In 2010, Marc Walkov of the Far East Film Festival gave the film a positive review, describing it as a "bittersweet story about the transitoriness of love and the importance of one’s memories in keeping the past alive." He also notes that the film anticipated plot elements of the Hollywood film Groundhog Day (1993), such as the protagonist repeatedly reliving the same day and thus being able to predict events that take place during the day.

== Theme song ==

The song "Toki o Kakeru Shōjo" (時をかける少女) is the popular theme song for the 1983 movie, inspired by the story, written by Yumi Matsutoya, and originally sung by the film's lead actress, then-rookie idol Tomoyo Harada. There are several different versions.

===Harada versions===
The first version was released in April 1983 as the A-side of Tomoyo Harada's third single (7A0275), with a B-side "Zutto Soba ni" also written by Yumi Matsutoya and two different cover pictures, and was included on the original soundtrack album for the film (C28A0279). A second version of this song was released in 1983 on Harada's first album Birthday album (WTP-40188), and in 1986 on her compilation album Pochette (ポシェット, Pochetto) (CA30-1326). A third version was recorded in 1987 for her greatest hits album From T (32DH-848), and a fourth one in 2007 for her twenty-fifth anniversary original album Music & Me (XNHL-13001/B).

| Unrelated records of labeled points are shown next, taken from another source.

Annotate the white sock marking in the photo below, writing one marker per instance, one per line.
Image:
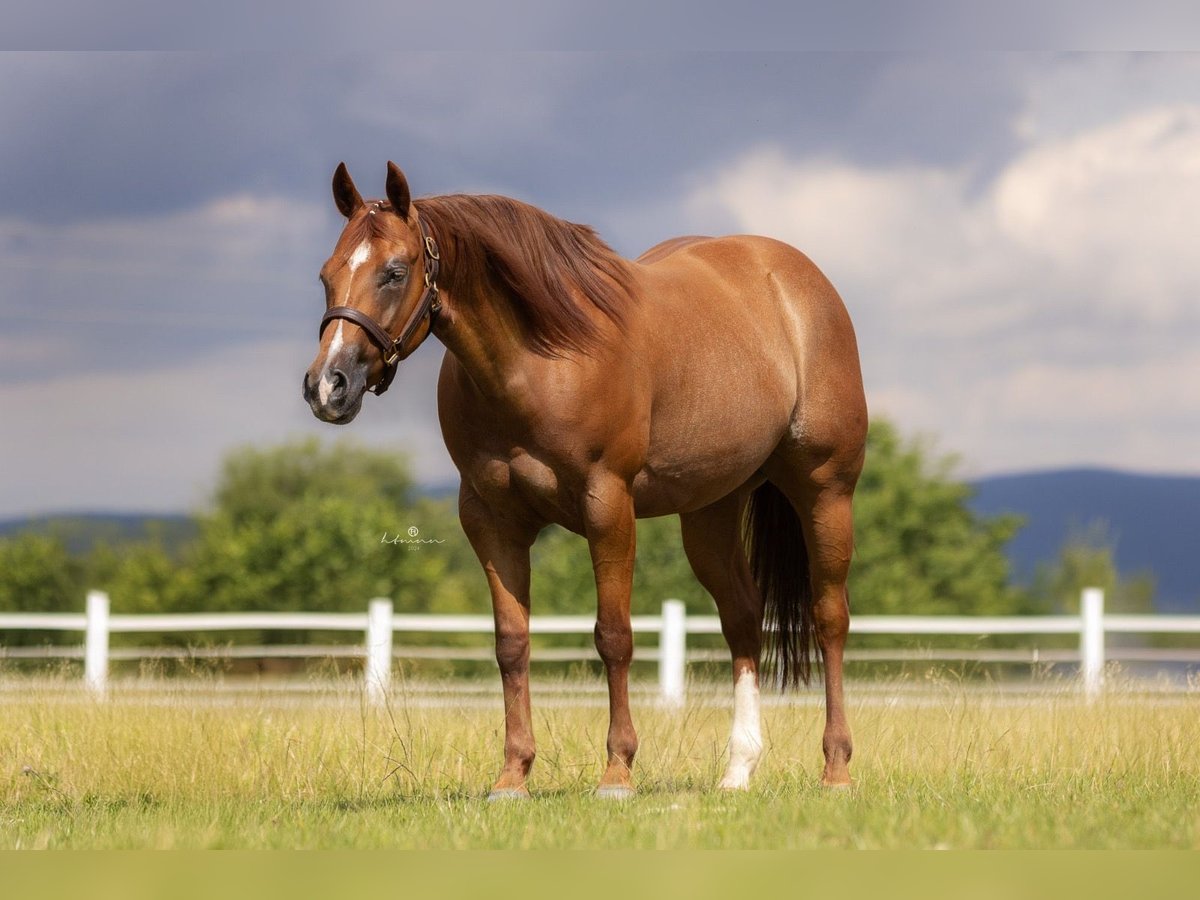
(745, 738)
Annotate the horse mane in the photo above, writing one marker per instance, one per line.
(544, 267)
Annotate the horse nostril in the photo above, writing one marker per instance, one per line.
(337, 382)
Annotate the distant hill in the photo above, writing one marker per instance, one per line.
(1155, 520)
(82, 532)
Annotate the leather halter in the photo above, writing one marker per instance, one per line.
(393, 349)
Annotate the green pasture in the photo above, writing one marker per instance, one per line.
(937, 765)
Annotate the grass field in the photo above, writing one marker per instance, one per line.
(945, 766)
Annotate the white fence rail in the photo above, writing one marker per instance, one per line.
(381, 623)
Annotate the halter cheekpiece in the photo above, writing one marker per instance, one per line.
(429, 306)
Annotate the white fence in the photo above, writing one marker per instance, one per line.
(381, 623)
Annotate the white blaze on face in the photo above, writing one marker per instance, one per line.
(324, 384)
(324, 387)
(745, 739)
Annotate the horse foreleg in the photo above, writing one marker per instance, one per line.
(503, 551)
(612, 538)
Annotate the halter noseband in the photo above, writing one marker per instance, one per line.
(393, 349)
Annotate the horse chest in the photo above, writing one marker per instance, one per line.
(523, 479)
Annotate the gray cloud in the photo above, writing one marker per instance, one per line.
(165, 215)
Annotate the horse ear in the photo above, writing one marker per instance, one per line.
(397, 191)
(346, 195)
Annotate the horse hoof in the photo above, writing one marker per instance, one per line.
(508, 793)
(837, 786)
(615, 792)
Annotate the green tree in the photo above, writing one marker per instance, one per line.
(919, 549)
(1087, 561)
(39, 575)
(306, 526)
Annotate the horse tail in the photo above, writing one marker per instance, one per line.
(779, 563)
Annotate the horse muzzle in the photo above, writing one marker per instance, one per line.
(335, 395)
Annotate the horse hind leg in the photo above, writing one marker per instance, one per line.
(822, 497)
(712, 539)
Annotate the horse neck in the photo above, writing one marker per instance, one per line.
(485, 337)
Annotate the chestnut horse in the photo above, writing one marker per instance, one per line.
(712, 378)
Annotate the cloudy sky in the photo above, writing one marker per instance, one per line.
(1014, 234)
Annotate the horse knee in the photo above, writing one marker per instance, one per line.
(615, 643)
(831, 615)
(513, 651)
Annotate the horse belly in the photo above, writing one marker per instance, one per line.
(688, 468)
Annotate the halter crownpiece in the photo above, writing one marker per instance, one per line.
(429, 306)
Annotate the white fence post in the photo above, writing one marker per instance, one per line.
(377, 672)
(673, 653)
(1091, 640)
(95, 655)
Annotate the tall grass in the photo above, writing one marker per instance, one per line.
(947, 766)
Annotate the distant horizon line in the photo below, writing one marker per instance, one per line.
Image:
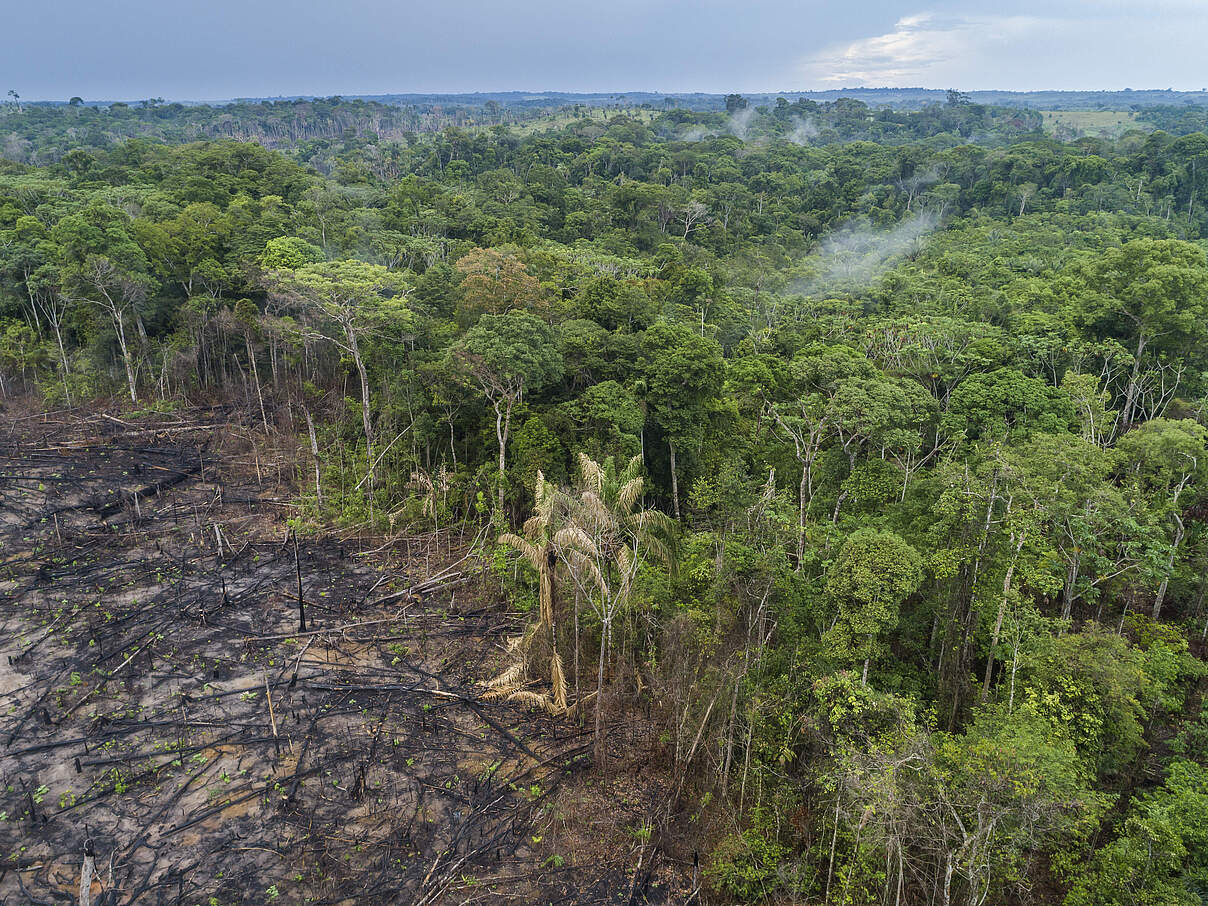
(609, 93)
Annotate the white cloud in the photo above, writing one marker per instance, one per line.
(923, 48)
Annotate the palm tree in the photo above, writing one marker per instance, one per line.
(605, 541)
(536, 546)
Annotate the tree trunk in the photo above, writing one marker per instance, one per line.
(802, 503)
(503, 424)
(599, 697)
(366, 423)
(1131, 394)
(314, 454)
(118, 323)
(255, 376)
(1169, 568)
(998, 621)
(674, 482)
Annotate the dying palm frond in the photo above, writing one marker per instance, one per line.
(629, 493)
(574, 538)
(592, 471)
(558, 681)
(527, 549)
(512, 678)
(533, 700)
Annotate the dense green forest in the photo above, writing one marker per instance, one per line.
(863, 452)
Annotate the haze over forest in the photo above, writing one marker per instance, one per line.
(649, 488)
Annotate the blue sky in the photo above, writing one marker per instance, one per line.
(222, 48)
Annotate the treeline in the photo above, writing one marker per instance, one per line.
(875, 474)
(40, 134)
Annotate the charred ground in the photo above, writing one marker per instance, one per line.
(162, 708)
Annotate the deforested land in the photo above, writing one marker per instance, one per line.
(605, 499)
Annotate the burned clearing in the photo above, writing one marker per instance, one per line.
(166, 715)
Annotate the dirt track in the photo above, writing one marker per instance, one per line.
(161, 706)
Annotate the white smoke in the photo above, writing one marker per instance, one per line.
(803, 131)
(741, 123)
(853, 257)
(737, 125)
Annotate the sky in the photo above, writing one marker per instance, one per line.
(210, 50)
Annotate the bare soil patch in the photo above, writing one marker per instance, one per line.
(161, 704)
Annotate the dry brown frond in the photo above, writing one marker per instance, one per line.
(533, 700)
(512, 677)
(558, 679)
(629, 493)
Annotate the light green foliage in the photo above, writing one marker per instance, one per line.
(871, 576)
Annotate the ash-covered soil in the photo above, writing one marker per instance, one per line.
(162, 708)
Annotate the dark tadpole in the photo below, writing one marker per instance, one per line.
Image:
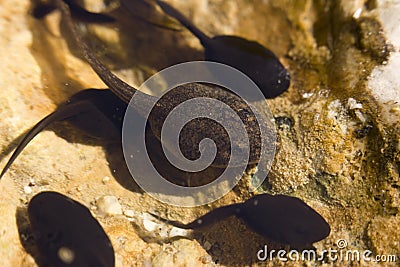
(67, 234)
(127, 10)
(280, 218)
(250, 57)
(86, 101)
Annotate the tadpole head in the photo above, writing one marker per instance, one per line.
(66, 233)
(253, 59)
(284, 219)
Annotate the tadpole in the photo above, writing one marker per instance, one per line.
(67, 234)
(280, 218)
(191, 136)
(250, 57)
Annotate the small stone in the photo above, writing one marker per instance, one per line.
(106, 179)
(129, 213)
(353, 104)
(109, 205)
(27, 189)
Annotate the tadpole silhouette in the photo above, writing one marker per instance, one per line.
(67, 234)
(250, 57)
(160, 108)
(280, 218)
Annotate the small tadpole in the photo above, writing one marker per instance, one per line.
(67, 234)
(283, 219)
(250, 57)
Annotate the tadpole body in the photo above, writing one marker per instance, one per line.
(250, 57)
(67, 234)
(283, 219)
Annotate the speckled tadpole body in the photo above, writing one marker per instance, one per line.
(250, 57)
(67, 234)
(283, 219)
(198, 131)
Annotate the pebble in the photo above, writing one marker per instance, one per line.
(129, 213)
(109, 205)
(27, 189)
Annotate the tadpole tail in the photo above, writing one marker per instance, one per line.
(207, 219)
(61, 113)
(43, 9)
(169, 10)
(123, 90)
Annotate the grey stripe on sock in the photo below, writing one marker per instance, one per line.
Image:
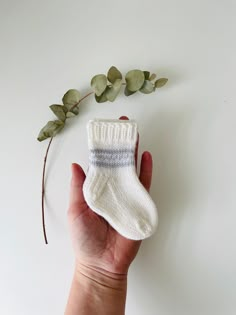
(111, 158)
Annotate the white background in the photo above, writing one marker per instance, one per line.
(189, 265)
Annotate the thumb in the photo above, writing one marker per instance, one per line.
(77, 202)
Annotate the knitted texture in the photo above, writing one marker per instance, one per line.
(112, 188)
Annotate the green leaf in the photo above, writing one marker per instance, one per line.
(147, 88)
(75, 110)
(113, 91)
(58, 111)
(71, 98)
(102, 98)
(113, 74)
(160, 82)
(99, 83)
(134, 80)
(70, 115)
(153, 77)
(50, 129)
(146, 74)
(128, 92)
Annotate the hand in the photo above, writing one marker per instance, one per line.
(97, 245)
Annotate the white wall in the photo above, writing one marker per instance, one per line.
(189, 265)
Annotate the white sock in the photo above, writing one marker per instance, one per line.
(112, 188)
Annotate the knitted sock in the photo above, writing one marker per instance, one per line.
(112, 188)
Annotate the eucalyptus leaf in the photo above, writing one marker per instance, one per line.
(113, 91)
(114, 74)
(146, 74)
(71, 98)
(75, 110)
(70, 115)
(128, 92)
(99, 83)
(160, 82)
(102, 98)
(152, 77)
(147, 88)
(134, 80)
(50, 129)
(58, 111)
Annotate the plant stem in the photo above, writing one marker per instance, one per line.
(44, 171)
(43, 191)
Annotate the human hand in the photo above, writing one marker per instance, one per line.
(96, 244)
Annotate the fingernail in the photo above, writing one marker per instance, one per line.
(146, 155)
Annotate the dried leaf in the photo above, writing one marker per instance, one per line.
(134, 80)
(102, 98)
(99, 83)
(146, 74)
(152, 77)
(113, 91)
(71, 98)
(58, 111)
(50, 129)
(147, 88)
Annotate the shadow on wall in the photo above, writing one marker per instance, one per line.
(173, 187)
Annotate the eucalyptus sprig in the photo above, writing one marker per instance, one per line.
(105, 88)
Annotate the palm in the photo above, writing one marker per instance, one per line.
(95, 242)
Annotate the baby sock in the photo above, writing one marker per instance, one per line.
(112, 188)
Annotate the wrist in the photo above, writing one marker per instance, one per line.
(100, 279)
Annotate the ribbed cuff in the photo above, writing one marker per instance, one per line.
(111, 133)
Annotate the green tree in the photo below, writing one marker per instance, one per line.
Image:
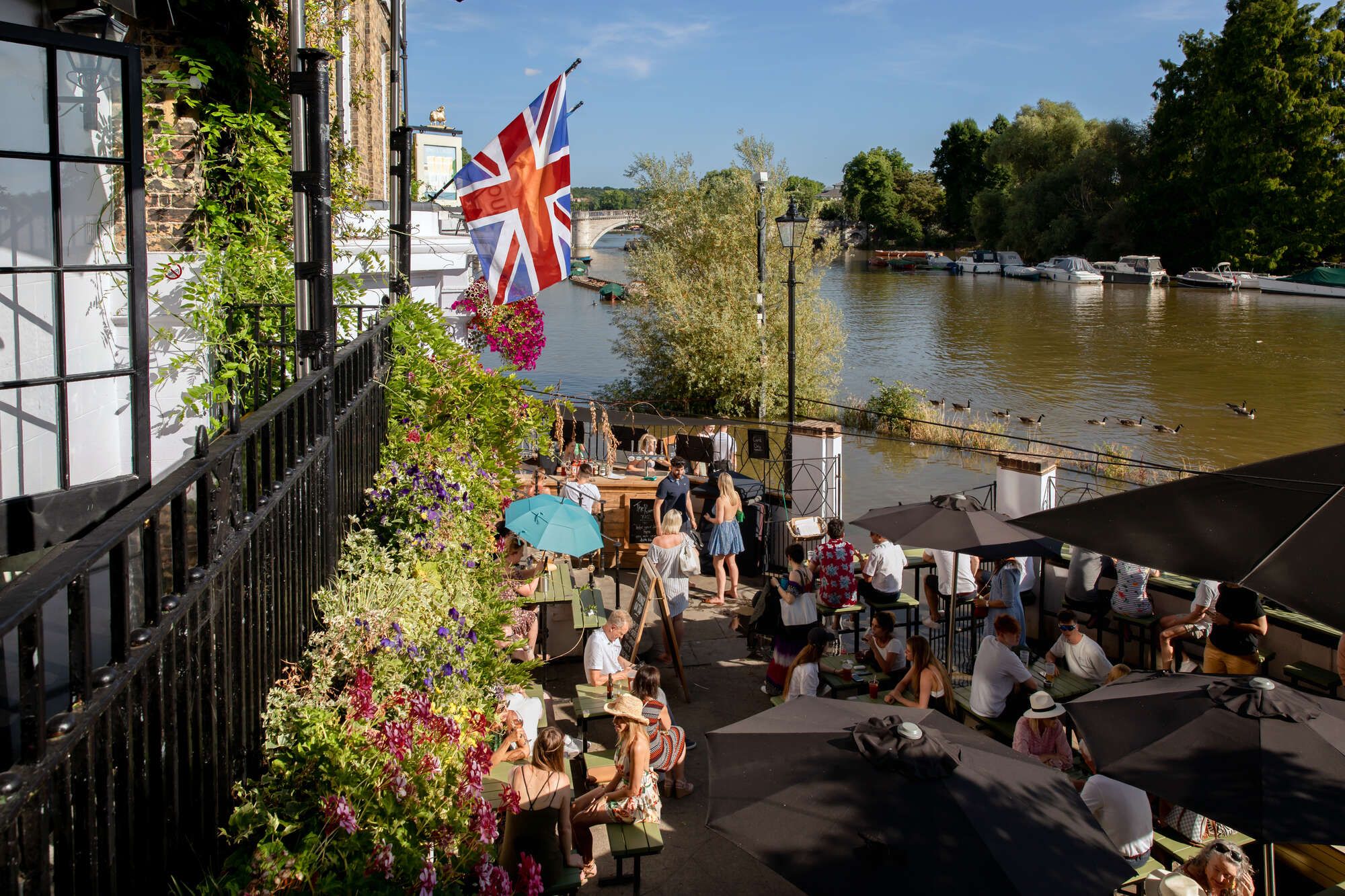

The 1983 single reached number 2 on the Oricon Singles Chart.

===Matsutoya versions===
Matsutoya covered her own song in the same year on the B-side of her single "Dandelion" (ダンデライオン) and on her album Voyager in 1983. She later rewrote it and renamed it as "Toki no Canzone" (時のカンツォーネ, Toki no Kantsōne) to be the theme song for the new, 1997 Toki o Kakeru Shōjo film, along with another of her songs: "Yume no Naka de (夢の中で)~We are not alone, forever~", both released on the original soundtrack album for the film (TOCT-9940) and on her album Suyua no Nami (スユアの波) in 1997.

===Other versions===
The original song was adapted in a commercial for noodles with then-beginning idol Yuki Kudo parodying the 1983 movie shortly after its release. Voice actress Ai Shimizu also covered the song as the B-side of her first single Angel Fish in 2003 (KICM-1077).

Hong Kong singer Sandy Lam covered this song in Cantonese in 1985.